Tomorrow is the sixtieth anniversary of the bombing of Hiroshima, and while I will continue to carry my veteran status with pride and uphold the righteous projection of American power worldwide, I have to admit that Gregory Pavlik’s essay, posted on the Foundation for Economic Education’s website today, makes me sit back and think for a minute.

In reality, the Japanese were willing to end hostilities with the United States as quickly as they began. Startlingly neglected is the January 1945 offer of the Japanese government to surrender. As the eminent English jurist Frederick J.P. Veale pointed out in Advance to Barbarism,

Belatedly it has been discovered that seven months before it [the atomic bomb] was dropped, in January 1945, President Roosevelt received via General MacArthur’s headquarters an offer by the Japanese Government to surrender on terms virtually identical to those accepted by the United States after the dropping of the bomb: In July 1945, as we know, Roosevelt’s successor, President Truman, discussed with Stalin at Bebelsburg the Japanese offer to surrender.
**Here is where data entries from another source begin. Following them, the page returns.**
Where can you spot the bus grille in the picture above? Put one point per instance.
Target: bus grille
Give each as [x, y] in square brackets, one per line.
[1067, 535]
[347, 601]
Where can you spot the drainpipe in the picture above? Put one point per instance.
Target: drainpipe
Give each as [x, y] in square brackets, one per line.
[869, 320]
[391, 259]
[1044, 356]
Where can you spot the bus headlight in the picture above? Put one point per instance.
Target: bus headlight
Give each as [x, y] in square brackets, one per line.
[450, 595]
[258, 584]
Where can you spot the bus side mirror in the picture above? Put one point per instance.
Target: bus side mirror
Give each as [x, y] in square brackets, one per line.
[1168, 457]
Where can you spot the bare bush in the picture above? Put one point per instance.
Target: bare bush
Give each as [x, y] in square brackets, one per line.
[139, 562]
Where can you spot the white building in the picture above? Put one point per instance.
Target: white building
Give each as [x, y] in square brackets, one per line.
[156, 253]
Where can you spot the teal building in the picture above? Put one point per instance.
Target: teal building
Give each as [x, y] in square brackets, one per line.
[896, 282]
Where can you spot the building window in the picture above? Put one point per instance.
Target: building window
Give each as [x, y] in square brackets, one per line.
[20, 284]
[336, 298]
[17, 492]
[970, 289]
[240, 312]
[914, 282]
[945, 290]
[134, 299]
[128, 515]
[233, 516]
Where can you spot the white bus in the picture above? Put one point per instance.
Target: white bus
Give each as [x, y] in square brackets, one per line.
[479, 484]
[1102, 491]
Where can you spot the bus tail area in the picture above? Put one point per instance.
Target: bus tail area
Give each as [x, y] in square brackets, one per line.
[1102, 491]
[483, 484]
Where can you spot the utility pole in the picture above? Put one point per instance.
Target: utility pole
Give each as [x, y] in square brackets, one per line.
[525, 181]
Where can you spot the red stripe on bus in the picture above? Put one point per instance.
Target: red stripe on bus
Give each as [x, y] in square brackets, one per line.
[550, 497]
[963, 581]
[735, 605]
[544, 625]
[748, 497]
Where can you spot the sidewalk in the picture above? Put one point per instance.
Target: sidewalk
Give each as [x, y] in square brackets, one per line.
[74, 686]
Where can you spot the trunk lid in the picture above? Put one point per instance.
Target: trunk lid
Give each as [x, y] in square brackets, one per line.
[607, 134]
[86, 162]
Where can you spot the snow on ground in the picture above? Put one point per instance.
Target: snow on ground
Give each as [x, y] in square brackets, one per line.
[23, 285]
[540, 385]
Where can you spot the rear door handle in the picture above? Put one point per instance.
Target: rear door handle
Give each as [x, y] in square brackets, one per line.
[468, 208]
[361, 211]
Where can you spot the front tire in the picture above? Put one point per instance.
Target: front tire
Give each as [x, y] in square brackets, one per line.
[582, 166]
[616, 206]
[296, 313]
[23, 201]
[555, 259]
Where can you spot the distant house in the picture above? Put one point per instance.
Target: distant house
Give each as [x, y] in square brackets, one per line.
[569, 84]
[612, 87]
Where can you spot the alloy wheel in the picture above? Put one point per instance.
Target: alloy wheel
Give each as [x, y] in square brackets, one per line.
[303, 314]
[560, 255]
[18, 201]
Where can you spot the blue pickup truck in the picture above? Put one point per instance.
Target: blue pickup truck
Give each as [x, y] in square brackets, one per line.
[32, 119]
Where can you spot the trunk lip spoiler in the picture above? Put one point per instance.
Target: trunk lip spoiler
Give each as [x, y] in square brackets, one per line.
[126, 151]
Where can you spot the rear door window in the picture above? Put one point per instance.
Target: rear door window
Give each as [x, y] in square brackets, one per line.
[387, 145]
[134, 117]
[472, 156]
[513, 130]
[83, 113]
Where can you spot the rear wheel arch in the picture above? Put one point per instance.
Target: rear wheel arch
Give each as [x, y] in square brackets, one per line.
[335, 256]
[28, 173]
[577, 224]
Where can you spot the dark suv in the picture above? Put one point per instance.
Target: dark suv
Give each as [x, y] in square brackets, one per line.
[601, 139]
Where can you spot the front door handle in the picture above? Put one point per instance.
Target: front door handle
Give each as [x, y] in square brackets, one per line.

Clearly, then, the bomb did not have to be dropped to save the lives of American soldiers. The war in the Pacific could have ended prior to the European conflict. One suspects that the conflagration’s extension beyond the confines of necessity had more to do with the politics of war than military strategy. The fact that consultation with Stalin played a key role in the decision tends to implicate both what historian William L. Neumann pointed to as ?the historic ambitions of Russia in Asia? and ?the expansionist element in Stalinist Communism.?

I don’t know if I agree with his entire argument yet, but it’s worth considering.